Prevents overwhelming the API and ensures compliance with rate limits.
"""

class RateLimiter:
    """Token bucket rate limiter for API requests"""
    
    def __init__(self, max_requests: int, delay: float):
        self.max_requests = max_requests
        self.delay = delay
        self.semaphore = asyncio.Semaphore(max_requests)
        self.last_request_time = 0
    
    async def acquire(self):
        """Acquire permission to make a request"""
        async with self.semaphore:
            # Ensure minimum delay between requests
            current_time = time.time()
            time_since_last = current_time - self.last_request_time
            if time_since_last < self.delay:
                await asyncio.sleep(self.delay - time_since_last)
            self.last_request_time = time.time()

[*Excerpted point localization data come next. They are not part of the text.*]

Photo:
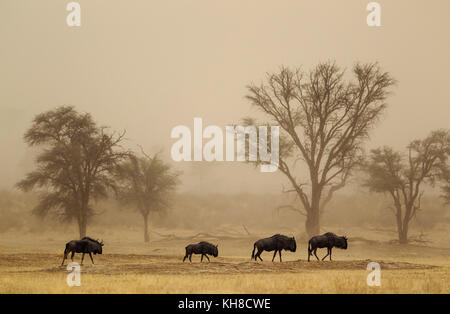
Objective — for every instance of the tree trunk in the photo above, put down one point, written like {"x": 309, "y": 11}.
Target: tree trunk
{"x": 146, "y": 237}
{"x": 312, "y": 224}
{"x": 403, "y": 236}
{"x": 82, "y": 226}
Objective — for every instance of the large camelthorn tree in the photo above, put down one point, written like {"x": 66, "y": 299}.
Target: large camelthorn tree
{"x": 75, "y": 166}
{"x": 324, "y": 120}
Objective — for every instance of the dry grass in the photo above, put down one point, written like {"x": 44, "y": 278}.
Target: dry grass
{"x": 37, "y": 273}
{"x": 30, "y": 264}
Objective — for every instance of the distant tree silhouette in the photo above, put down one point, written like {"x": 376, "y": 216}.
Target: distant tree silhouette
{"x": 324, "y": 120}
{"x": 147, "y": 183}
{"x": 75, "y": 165}
{"x": 403, "y": 176}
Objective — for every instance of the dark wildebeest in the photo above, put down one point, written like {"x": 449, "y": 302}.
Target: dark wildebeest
{"x": 85, "y": 245}
{"x": 276, "y": 242}
{"x": 328, "y": 240}
{"x": 203, "y": 248}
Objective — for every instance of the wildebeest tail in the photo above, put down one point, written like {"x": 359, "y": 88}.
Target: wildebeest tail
{"x": 253, "y": 252}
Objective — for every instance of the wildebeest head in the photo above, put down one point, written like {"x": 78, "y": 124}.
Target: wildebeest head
{"x": 215, "y": 251}
{"x": 292, "y": 245}
{"x": 342, "y": 243}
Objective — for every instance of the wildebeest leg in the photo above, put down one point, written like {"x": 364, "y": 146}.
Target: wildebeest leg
{"x": 90, "y": 255}
{"x": 315, "y": 254}
{"x": 259, "y": 255}
{"x": 328, "y": 253}
{"x": 274, "y": 254}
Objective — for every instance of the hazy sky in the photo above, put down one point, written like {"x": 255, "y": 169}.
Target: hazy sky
{"x": 147, "y": 66}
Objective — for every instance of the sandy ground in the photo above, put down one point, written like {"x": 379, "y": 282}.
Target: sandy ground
{"x": 31, "y": 264}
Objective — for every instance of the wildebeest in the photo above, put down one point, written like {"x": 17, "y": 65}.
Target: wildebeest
{"x": 85, "y": 245}
{"x": 276, "y": 242}
{"x": 328, "y": 240}
{"x": 203, "y": 248}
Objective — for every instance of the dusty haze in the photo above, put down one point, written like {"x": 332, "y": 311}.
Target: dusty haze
{"x": 148, "y": 66}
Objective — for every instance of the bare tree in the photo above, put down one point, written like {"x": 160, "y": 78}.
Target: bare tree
{"x": 75, "y": 166}
{"x": 403, "y": 177}
{"x": 147, "y": 183}
{"x": 324, "y": 121}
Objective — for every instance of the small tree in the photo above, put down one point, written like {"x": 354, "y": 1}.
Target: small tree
{"x": 403, "y": 177}
{"x": 324, "y": 120}
{"x": 75, "y": 166}
{"x": 146, "y": 183}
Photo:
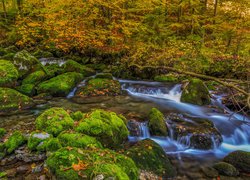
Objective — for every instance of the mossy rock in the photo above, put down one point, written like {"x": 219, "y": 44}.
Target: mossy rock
{"x": 149, "y": 156}
{"x": 15, "y": 140}
{"x": 35, "y": 78}
{"x": 240, "y": 160}
{"x": 107, "y": 127}
{"x": 36, "y": 139}
{"x": 75, "y": 163}
{"x": 226, "y": 169}
{"x": 78, "y": 140}
{"x": 100, "y": 87}
{"x": 12, "y": 100}
{"x": 196, "y": 92}
{"x": 54, "y": 121}
{"x": 27, "y": 89}
{"x": 167, "y": 78}
{"x": 2, "y": 132}
{"x": 156, "y": 124}
{"x": 26, "y": 63}
{"x": 60, "y": 85}
{"x": 8, "y": 74}
{"x": 72, "y": 66}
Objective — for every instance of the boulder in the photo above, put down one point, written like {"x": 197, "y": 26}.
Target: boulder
{"x": 149, "y": 156}
{"x": 60, "y": 85}
{"x": 196, "y": 92}
{"x": 75, "y": 163}
{"x": 8, "y": 74}
{"x": 107, "y": 127}
{"x": 156, "y": 124}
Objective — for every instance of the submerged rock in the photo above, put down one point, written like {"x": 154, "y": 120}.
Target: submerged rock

rate_limiter = RateLimiter(
    CONFIG['MAX_CONCURRENT_REQUESTS'],
    CONFIG['REQUEST_DELAY']
)
logger.info(" Rate limiter initialized")


## Async HTTP Fetcher with Retry Logic

In [None]:
"""
## Async HTTP Fetcher
Asynchronous HTTP request handler with exponential backoff retry logic.
Handles network errors, timeouts, and rate limiting gracefully.
"""

async def fetch_with_retry(
    session: aiohttp.ClientSession,
    url: str,
    business_name: str,
    attempt: int = 0
) -> Optional[Dict]:
    """
    Fetch data from API with exponential backoff retry logic
    
    Args:
        session: aiohttp client session
        url: API endpoint URL
        business_name: Business identifier for logging
        attempt: Current retry attempt number
    
    Returns:
        JSON response as dictionary or None if failed
    """
    if attempt >= CONFIG['MAX_RETRIES']:
        error_msg = f"Max retries ({CONFIG['MAX_RETRIES']}) reached for {business_name}"
        logger.error(error_msg)
        error_logger.error(f"{business_name} | {url} | {error_msg}")
        return None
    
    try:
        # Apply rate limiting
        await rate_limiter.acquire()
        
        # Make the request with timeout
        async with session.get(url, timeout=aiohttp.ClientTimeout(total=30)) as response:
            if response.status == 200:
                return await response.json()
            elif response.status == 429:  # Too many requests
                backoff = min(CONFIG['MAX_BACKOFF'], CONFIG['INITIAL_BACKOFF'] * (2 ** attempt))
                logger.warning(f"Rate limited for {business_name}. Retrying in {backoff}s (attempt {attempt + 1}/{CONFIG['MAX_RETRIES']})")
                await asyncio.sleep(backoff)
                return await fetch_with_retry(session, url, business_name, attempt + 1)
            else:
                logger.warning(f"HTTP {response.status} for {business_name}")
                return None
    
    except asyncio.TimeoutError:
        backoff = min(CONFIG['MAX_BACKOFF'], CONFIG['INITIAL_BACKOFF'] * (2 ** attempt))
        logger.warning(f"Timeout for {business_name}. Retrying in {backoff}s (attempt {attempt + 1}/{CONFIG['MAX_RETRIES']})")
        await asyncio.sleep(backoff)
        return await fetch_with_retry(session, url, business_name, attempt + 1)
    
    except Exception as e:
        backoff = min(CONFIG['MAX_BACKOFF'], CONFIG['INITIAL_BACKOFF'] * (2 ** attempt))
        logger.warning(f"Error for {business_name}: {str(e)}. Retrying in {backoff}s (attempt {attempt + 1}/{CONFIG['MAX_RETRIES']})")
        error_logger.error(f"{business_name} | {url} | {str(e)}")
        await asyncio.sleep(backoff)
        return await fetch_with_retry(session, url, business_name, attempt + 1)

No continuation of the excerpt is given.